Acababa de separarse de Pfeill una procesión de encapuchados, con capirotes blancos y antorchas en las manos, cantando con voz indistinta y monótona la coral:

«O sanctissima, o pi…issima dulcis virgo Maa…riii…aaa», y apagando con ella las últimas palabras de su amigo.

Pfeill volvió a aparecer, tenía la cara ennegrecida por el humo de las antorchas.

—Luego perdió todo su dinero en el poker. Y entonces, durante meses, fue médium en sesiones espiritistas. Tuvo una enorme clientela… Todo Amsterdam ha pasado por sus salones.

—¿Qué tal está Sephardi? —gritó Hauberrisser.

—Lleva ya tres semanas en Brasil. Me pidió que te transmitiera sus saludos… Ya antes de marcharse había cambiado totalmente. Sé poco de él. Se le apareció el hombre del rostro verde, y le dijo que debía fundar un estado judío en Brasil. También le dijo que los judíos, siendo como son el único pueblo internacional, estaban llamados a crear una nueva lengua que poco a poco fuera sirviendo de medio de comunicación para todos los pueblos de la Tierra, acercándolos así los unos a los otros. Una especie de hebreo moderno, no lo sé exactamente.

»A raíz de la aparición, Sephardi cambió totalmente, como de la noche a la mañana… Decía que ahora tenía una misión… Parece haber dado en el clavo con la fundación de su estado sionista. Casi todos los judíos de Holanda le siguieron, y todavía llegan incontables muchedumbres de todos los países imaginables que quieren emigrar al Oeste… Esto es un completo hormiguero…
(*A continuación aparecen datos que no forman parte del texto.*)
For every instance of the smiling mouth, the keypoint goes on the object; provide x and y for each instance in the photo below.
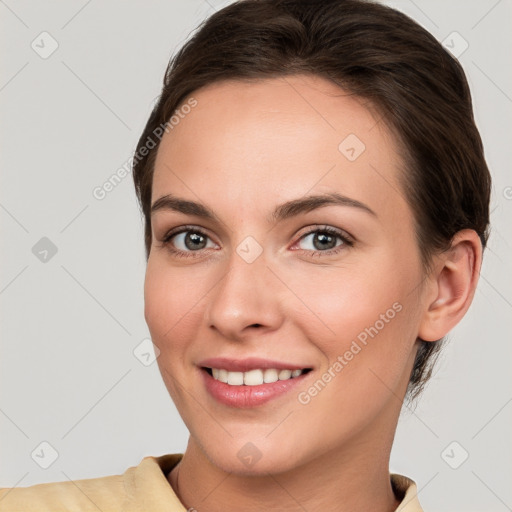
(254, 377)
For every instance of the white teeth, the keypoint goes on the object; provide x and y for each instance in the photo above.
(253, 377)
(270, 375)
(235, 378)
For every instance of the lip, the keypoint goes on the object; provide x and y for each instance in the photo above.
(250, 363)
(245, 397)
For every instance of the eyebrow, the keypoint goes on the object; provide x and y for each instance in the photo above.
(284, 211)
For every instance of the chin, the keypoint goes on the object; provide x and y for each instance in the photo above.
(253, 458)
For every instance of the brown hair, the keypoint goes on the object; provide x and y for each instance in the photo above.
(373, 52)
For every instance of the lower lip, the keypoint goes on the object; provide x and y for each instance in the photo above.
(248, 396)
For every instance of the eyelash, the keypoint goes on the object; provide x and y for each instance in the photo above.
(346, 241)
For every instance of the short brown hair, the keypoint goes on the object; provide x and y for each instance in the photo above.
(373, 52)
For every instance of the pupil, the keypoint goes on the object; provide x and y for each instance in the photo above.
(323, 238)
(192, 240)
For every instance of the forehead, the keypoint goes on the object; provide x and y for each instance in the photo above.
(277, 139)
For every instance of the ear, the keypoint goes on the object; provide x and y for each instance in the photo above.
(451, 286)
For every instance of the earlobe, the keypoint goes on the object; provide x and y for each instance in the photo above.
(452, 286)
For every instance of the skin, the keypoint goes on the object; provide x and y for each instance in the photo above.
(243, 150)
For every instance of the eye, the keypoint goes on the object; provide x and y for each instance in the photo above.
(325, 241)
(187, 241)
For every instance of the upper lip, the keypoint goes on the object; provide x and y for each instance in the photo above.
(250, 363)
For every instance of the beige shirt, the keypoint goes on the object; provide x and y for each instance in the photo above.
(141, 488)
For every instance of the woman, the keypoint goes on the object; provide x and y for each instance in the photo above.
(316, 201)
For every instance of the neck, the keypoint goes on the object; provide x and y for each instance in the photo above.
(343, 480)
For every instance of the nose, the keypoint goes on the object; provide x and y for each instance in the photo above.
(246, 298)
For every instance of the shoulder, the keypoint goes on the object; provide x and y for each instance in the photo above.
(117, 492)
(406, 491)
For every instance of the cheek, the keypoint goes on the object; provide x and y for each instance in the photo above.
(169, 298)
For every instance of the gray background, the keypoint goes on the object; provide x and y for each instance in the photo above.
(70, 324)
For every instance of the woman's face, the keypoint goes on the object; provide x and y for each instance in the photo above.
(261, 286)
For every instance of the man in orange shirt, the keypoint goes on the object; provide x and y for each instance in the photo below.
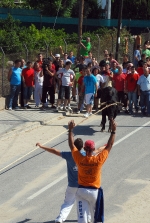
(89, 172)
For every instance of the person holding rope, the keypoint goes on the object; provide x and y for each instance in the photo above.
(89, 194)
(72, 174)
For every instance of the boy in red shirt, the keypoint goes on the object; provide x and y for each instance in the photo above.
(131, 86)
(28, 77)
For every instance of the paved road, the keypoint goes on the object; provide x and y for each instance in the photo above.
(32, 189)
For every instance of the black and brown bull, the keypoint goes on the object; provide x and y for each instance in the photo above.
(108, 97)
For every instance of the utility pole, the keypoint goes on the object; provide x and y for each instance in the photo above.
(81, 8)
(119, 28)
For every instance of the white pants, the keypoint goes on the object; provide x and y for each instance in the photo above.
(70, 197)
(38, 94)
(86, 201)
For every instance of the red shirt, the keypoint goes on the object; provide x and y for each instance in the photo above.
(80, 81)
(131, 80)
(140, 71)
(119, 81)
(28, 75)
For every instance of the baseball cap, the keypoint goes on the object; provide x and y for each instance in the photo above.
(68, 61)
(57, 55)
(90, 144)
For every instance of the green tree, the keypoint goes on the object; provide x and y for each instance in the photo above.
(51, 8)
(92, 9)
(135, 9)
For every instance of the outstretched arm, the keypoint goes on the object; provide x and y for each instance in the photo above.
(71, 125)
(51, 150)
(112, 136)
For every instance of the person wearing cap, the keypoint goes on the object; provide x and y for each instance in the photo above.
(89, 172)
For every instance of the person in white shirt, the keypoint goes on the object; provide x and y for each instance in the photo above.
(100, 81)
(66, 77)
(38, 82)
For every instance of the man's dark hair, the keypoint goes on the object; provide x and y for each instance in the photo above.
(29, 62)
(125, 55)
(89, 64)
(111, 54)
(78, 143)
(138, 46)
(68, 63)
(84, 67)
(17, 61)
(143, 55)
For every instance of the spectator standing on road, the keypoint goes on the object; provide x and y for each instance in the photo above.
(14, 77)
(100, 82)
(48, 73)
(89, 174)
(81, 91)
(71, 57)
(28, 77)
(112, 60)
(119, 85)
(145, 50)
(91, 87)
(38, 82)
(125, 63)
(81, 63)
(66, 79)
(137, 56)
(40, 60)
(85, 47)
(144, 92)
(114, 68)
(23, 65)
(56, 60)
(131, 87)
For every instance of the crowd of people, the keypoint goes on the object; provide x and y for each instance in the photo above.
(82, 79)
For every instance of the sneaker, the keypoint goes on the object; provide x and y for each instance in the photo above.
(86, 115)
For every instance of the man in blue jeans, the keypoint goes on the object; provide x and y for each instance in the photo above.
(14, 77)
(144, 92)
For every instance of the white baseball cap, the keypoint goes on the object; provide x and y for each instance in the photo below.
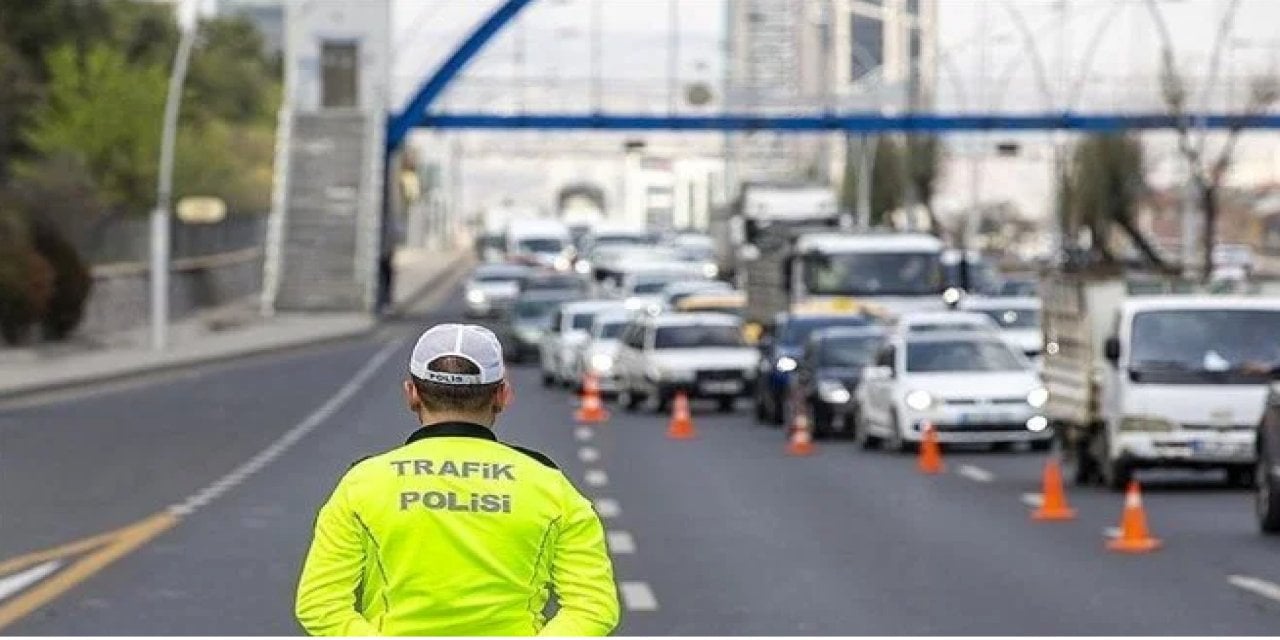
(469, 342)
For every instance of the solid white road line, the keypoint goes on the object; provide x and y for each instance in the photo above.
(1256, 586)
(16, 583)
(607, 507)
(621, 542)
(597, 478)
(282, 444)
(638, 597)
(976, 474)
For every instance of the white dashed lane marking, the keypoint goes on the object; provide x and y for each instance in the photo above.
(1256, 586)
(597, 478)
(621, 542)
(608, 507)
(16, 583)
(976, 474)
(638, 597)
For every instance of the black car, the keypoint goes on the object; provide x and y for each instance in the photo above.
(780, 352)
(830, 368)
(1269, 466)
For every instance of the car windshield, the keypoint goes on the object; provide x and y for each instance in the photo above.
(611, 330)
(553, 282)
(686, 337)
(539, 245)
(583, 321)
(982, 275)
(947, 356)
(529, 309)
(848, 351)
(499, 274)
(873, 274)
(1232, 346)
(798, 329)
(1013, 318)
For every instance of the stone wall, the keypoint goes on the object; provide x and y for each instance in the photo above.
(122, 293)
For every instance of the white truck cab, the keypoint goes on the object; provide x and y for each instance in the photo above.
(1157, 382)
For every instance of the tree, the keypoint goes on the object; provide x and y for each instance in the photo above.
(1102, 190)
(1207, 172)
(923, 170)
(105, 113)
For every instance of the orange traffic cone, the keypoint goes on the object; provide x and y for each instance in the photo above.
(931, 453)
(800, 439)
(681, 426)
(1054, 497)
(592, 411)
(1133, 536)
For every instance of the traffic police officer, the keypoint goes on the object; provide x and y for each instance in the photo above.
(457, 533)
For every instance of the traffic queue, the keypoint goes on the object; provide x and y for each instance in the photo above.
(865, 336)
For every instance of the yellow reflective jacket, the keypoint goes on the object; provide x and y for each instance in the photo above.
(457, 534)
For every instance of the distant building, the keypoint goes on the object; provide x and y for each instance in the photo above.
(268, 16)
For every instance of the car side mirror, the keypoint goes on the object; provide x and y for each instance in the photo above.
(1111, 350)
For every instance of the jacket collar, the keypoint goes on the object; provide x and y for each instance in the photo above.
(452, 430)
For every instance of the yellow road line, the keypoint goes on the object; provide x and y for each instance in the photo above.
(114, 545)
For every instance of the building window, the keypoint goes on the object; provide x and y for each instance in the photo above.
(868, 45)
(339, 74)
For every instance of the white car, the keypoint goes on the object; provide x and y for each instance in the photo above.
(702, 355)
(493, 288)
(567, 330)
(972, 387)
(1018, 320)
(931, 321)
(599, 352)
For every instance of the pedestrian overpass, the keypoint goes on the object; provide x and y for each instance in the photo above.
(329, 222)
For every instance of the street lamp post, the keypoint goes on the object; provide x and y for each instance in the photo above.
(161, 214)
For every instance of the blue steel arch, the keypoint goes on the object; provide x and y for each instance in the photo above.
(416, 113)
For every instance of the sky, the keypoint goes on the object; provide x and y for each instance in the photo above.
(1096, 55)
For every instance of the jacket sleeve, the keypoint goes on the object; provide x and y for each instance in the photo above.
(333, 571)
(581, 574)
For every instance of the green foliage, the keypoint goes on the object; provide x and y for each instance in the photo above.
(104, 110)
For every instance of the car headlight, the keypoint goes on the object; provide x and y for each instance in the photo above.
(1146, 424)
(602, 362)
(1037, 397)
(919, 400)
(833, 392)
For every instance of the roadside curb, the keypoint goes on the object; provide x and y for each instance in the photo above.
(161, 364)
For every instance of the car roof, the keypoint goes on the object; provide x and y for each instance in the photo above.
(868, 242)
(694, 318)
(1000, 302)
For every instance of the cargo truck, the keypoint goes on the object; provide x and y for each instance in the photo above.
(1155, 380)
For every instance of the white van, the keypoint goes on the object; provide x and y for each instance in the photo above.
(539, 242)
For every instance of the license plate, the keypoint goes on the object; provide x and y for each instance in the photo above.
(721, 387)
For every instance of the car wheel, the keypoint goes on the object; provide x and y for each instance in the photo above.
(1267, 497)
(862, 435)
(822, 420)
(1242, 476)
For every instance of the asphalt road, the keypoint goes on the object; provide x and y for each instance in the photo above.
(723, 534)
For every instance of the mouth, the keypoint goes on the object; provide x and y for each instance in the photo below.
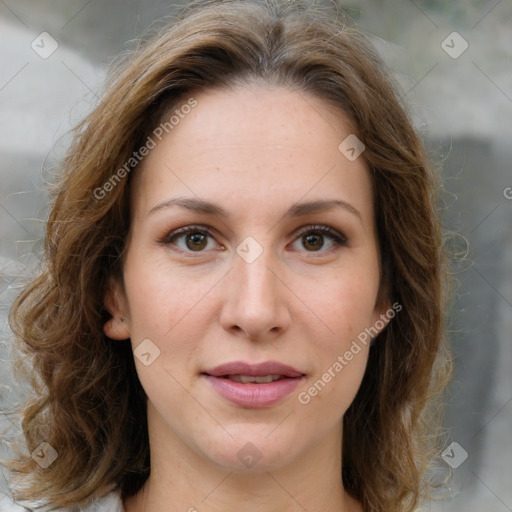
(254, 385)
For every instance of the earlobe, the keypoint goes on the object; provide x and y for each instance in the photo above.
(116, 327)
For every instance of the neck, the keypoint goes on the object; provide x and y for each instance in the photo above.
(187, 481)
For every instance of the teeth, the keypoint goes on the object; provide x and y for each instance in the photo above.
(245, 379)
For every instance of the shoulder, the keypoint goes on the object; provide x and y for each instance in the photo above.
(110, 502)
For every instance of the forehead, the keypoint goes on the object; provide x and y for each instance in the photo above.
(271, 142)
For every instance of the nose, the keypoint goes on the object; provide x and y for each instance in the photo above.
(255, 301)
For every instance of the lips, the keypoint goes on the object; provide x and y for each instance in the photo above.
(254, 370)
(232, 381)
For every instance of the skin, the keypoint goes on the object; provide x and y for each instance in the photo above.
(255, 151)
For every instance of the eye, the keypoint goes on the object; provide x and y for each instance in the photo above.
(193, 238)
(313, 238)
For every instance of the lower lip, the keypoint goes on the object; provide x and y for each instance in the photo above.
(252, 394)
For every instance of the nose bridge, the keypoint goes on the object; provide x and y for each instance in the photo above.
(254, 301)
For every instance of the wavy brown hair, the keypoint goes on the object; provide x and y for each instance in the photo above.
(89, 404)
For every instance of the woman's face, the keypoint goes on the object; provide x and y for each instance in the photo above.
(255, 280)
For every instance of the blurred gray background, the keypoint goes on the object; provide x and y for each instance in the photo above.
(453, 61)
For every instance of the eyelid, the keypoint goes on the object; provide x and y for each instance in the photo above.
(336, 236)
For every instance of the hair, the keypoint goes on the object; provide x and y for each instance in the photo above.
(88, 402)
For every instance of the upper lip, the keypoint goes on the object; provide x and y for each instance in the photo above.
(254, 370)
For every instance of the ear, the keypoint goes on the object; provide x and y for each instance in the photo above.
(116, 327)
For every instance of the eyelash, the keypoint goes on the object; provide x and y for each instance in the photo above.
(338, 238)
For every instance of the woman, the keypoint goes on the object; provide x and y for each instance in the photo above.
(243, 300)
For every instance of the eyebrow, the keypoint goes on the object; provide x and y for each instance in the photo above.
(297, 210)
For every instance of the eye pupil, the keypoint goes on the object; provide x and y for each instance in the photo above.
(197, 240)
(314, 240)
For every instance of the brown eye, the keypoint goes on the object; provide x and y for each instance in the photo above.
(189, 239)
(313, 238)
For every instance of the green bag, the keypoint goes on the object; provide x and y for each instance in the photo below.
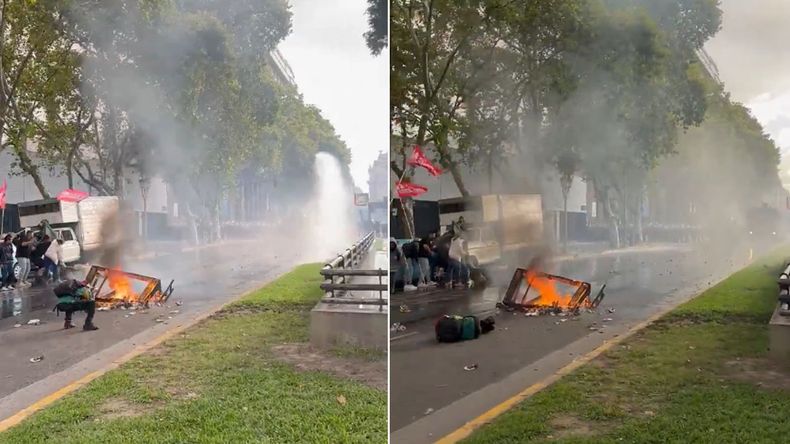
(470, 328)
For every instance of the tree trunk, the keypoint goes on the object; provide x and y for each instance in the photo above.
(217, 234)
(614, 232)
(29, 168)
(490, 172)
(406, 217)
(192, 224)
(564, 222)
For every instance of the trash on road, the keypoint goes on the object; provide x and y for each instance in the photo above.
(461, 328)
(397, 327)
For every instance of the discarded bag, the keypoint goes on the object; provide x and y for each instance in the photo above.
(487, 325)
(67, 287)
(457, 328)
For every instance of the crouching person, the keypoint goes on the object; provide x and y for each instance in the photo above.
(75, 296)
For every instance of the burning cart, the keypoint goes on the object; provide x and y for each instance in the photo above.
(532, 290)
(114, 288)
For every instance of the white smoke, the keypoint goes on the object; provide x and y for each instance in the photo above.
(330, 212)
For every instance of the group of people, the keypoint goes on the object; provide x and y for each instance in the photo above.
(431, 261)
(27, 250)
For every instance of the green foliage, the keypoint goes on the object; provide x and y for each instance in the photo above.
(146, 84)
(378, 22)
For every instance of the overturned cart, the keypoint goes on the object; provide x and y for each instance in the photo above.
(113, 287)
(532, 290)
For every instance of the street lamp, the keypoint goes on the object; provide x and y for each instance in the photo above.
(145, 185)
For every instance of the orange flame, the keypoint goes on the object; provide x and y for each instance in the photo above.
(548, 294)
(121, 286)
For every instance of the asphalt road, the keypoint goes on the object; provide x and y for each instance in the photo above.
(203, 279)
(431, 393)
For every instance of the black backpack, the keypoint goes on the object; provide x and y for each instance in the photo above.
(410, 250)
(457, 328)
(67, 287)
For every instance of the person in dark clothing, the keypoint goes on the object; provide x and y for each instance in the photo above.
(6, 263)
(75, 296)
(424, 259)
(37, 253)
(24, 246)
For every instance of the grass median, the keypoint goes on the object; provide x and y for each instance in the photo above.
(699, 374)
(221, 381)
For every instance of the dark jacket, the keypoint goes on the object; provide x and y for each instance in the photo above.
(6, 253)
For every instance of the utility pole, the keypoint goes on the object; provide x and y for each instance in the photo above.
(145, 184)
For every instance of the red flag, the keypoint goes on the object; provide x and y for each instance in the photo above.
(2, 194)
(408, 189)
(417, 158)
(72, 195)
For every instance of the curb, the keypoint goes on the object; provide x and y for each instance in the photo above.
(488, 416)
(48, 400)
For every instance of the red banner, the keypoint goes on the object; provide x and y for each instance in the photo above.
(2, 194)
(417, 158)
(408, 189)
(72, 195)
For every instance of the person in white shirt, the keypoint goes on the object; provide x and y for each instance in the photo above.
(459, 273)
(53, 259)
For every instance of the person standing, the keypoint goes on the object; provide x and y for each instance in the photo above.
(6, 263)
(24, 246)
(53, 259)
(459, 273)
(424, 260)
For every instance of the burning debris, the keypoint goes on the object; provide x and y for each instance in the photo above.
(539, 293)
(120, 291)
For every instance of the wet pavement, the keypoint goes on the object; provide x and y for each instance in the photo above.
(203, 279)
(427, 376)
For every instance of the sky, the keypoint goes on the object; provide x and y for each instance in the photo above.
(753, 57)
(335, 71)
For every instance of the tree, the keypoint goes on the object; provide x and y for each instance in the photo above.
(378, 23)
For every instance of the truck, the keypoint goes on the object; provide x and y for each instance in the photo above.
(79, 225)
(495, 226)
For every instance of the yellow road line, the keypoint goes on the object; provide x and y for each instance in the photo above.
(25, 413)
(468, 428)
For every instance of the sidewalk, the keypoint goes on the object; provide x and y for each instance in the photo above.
(702, 373)
(242, 375)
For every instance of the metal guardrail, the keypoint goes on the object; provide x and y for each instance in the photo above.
(337, 271)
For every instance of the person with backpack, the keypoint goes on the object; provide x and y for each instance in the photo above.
(24, 247)
(74, 296)
(411, 256)
(459, 272)
(53, 259)
(6, 264)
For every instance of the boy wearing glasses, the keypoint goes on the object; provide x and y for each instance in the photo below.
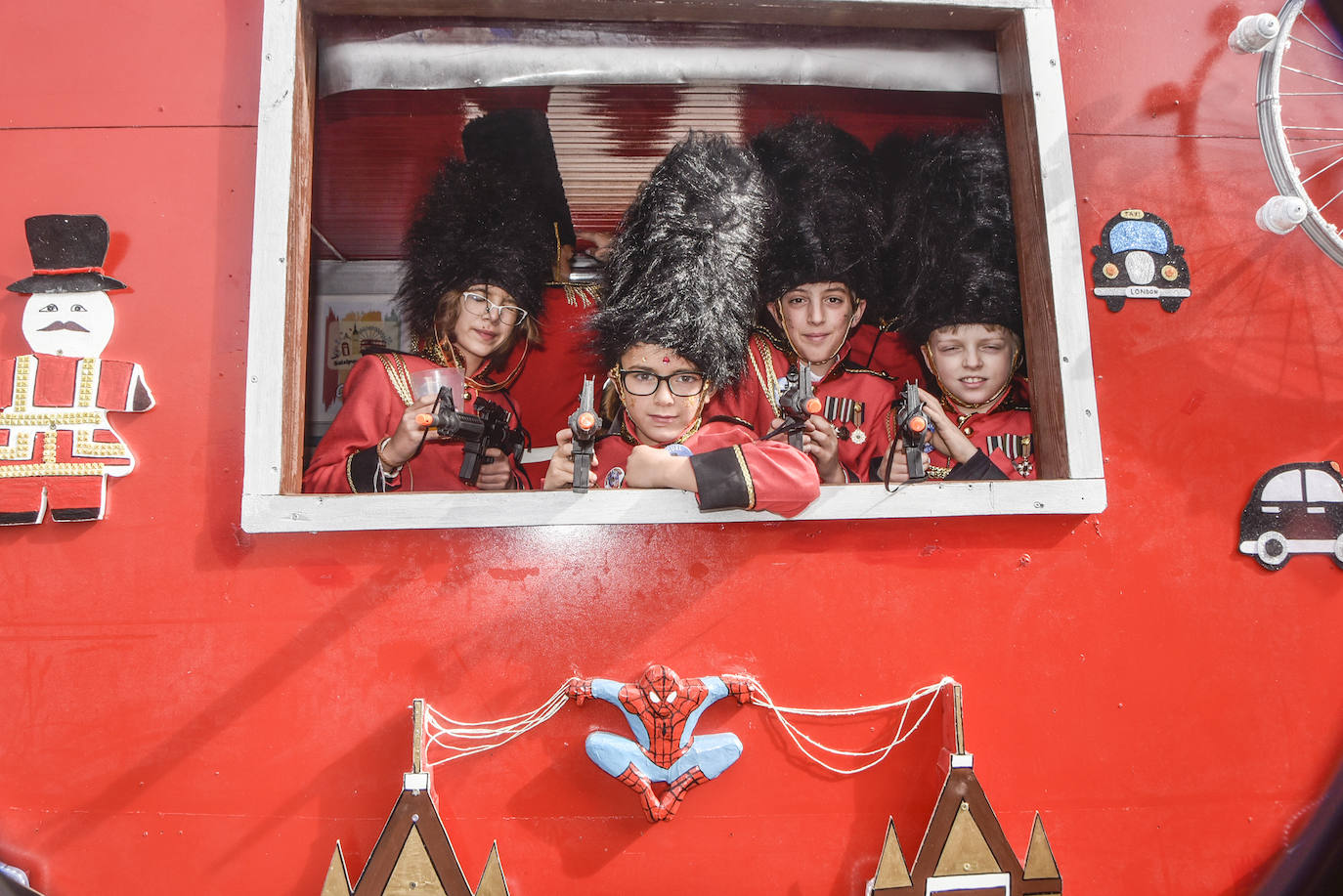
(673, 326)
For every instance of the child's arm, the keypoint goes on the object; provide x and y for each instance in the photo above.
(731, 470)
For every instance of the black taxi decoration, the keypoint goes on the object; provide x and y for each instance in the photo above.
(1138, 258)
(1295, 508)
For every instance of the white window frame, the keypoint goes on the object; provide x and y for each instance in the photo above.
(1052, 271)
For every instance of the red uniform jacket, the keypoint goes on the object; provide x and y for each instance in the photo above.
(1001, 432)
(732, 469)
(54, 415)
(377, 393)
(854, 401)
(886, 352)
(549, 383)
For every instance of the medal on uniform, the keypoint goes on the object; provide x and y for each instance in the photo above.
(846, 415)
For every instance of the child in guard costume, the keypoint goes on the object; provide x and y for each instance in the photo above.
(819, 273)
(519, 142)
(673, 328)
(57, 448)
(955, 264)
(477, 258)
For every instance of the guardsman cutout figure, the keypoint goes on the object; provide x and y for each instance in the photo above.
(56, 444)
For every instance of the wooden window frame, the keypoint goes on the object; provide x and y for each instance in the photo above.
(1052, 279)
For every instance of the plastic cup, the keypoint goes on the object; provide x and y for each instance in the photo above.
(426, 383)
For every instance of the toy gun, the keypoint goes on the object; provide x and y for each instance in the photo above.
(797, 404)
(478, 433)
(585, 423)
(914, 430)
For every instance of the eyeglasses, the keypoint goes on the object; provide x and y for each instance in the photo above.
(682, 384)
(482, 307)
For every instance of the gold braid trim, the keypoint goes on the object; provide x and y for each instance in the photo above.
(769, 389)
(746, 474)
(399, 376)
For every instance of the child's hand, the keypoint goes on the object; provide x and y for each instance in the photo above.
(653, 468)
(821, 443)
(409, 434)
(945, 436)
(559, 474)
(897, 463)
(496, 473)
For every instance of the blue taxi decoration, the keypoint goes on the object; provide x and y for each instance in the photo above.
(1138, 258)
(1295, 508)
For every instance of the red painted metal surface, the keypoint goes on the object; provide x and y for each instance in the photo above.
(193, 708)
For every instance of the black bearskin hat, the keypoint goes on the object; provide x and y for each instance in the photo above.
(685, 262)
(829, 222)
(476, 225)
(519, 142)
(952, 251)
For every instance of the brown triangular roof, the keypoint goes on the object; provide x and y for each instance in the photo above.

Durante unos instantes los separó una tropa de mujeres que entonaban cánticos.

 

Hauberrisser, al oír la palabra “hormiguero”, empleada por su amigo, no pudo evitar pensar en el extraño fenómeno que había contemplado antes de llegar a la ciudad.

—En los últimos tiempos, Sephardi frecuentaba bastante a un tal Lázaro Eidotter, al que he conocido entretanto —prosiguió Pfeill—. Es un viejo judío, una especie de profeta… Últimamente se encuentra en un estado de trance casi continuo… Todo lo que anuncia, se cumple. Hace poco predijo una terrible catástrofe que se produciría en Europa con objeto de preparar la llegada de una nueva era…

 

Decía que se alegraba de perecer él mismo en esa ocasión porque entonces le sería dado conducir hacia el reino de la plenitud a todos los que murieran. En cuanto a la catástrofe, no andaba tan equivocado… Ya ves lo que está pasando aquí, Amsterdam está a la espera del diluvio… La humanidad entera se ha vuelto loca…

 

Hace tiempo que no funcionan los ferrocarriles, en otro caso habría ido a verte a tu arca de Noé. Parece que hoy el frenesí ha llegado a su punto culminante… ¡Ah!, tendría que contarte tantas cosas… Madre mía, si no fuera por el constante alboroto del entorno, apenas se puede terminar una frase… Me han ocurrido muchas cosas increíbles…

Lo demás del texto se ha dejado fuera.